In another interesting CNI podcast interview Charles Henry, Vice Provost & University Librarian at Rice University, talks about the humanities cyberinfrastructure and that it’s not all about the technology:

people with the requisite skills to work with faculty, to work with researchers, to create the kind of digital architecture where massive amounts of information, multimedia information, can be brought together and queried most effectively for the discovery of new knowledge, so it-s a pretty complex set of issues that converge on this term.

Henry points out the need for national coordination in cyberinfrastructure developments, particularly across disciplinary boundaries – even across the humanities, sciences, and social sciences. “Needs of scientists, humanists overlap quite a bit…rather than have disaggregated activity going on, a more central approach on campus and nationally to these shared interests.”

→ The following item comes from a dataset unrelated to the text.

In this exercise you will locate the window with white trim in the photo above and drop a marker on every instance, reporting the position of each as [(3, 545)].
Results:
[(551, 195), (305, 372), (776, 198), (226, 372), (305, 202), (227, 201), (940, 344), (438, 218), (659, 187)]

While agreeing that there is a strong legacy of publishing printed books in the humanities, he states that “many disciplines will soon become completely dependent upon digital resources. These resources are creating different strategies, different questions posed.”

He points out that there’s the opportunity for libraries to continue working more collaboratively in order to develop national (I would say, international) digital libraries that can be federated.

Finally, Henry points out that a weakness of libraries is their isolation from scholarly societies and the isolation of librarians on campus as a separate group. Henry calls for more programmatic integration into scholarly societies. That’s an interesting approach. Librarians should certainly be attending the scholarly conferences in their disciplines rather than just attending library-related conferences.

Also, unfortunately, it seems that at some campuses the academic librarians are still so focused on integration simply through giving librarians faculty status and tenure, which definitely is not the solution.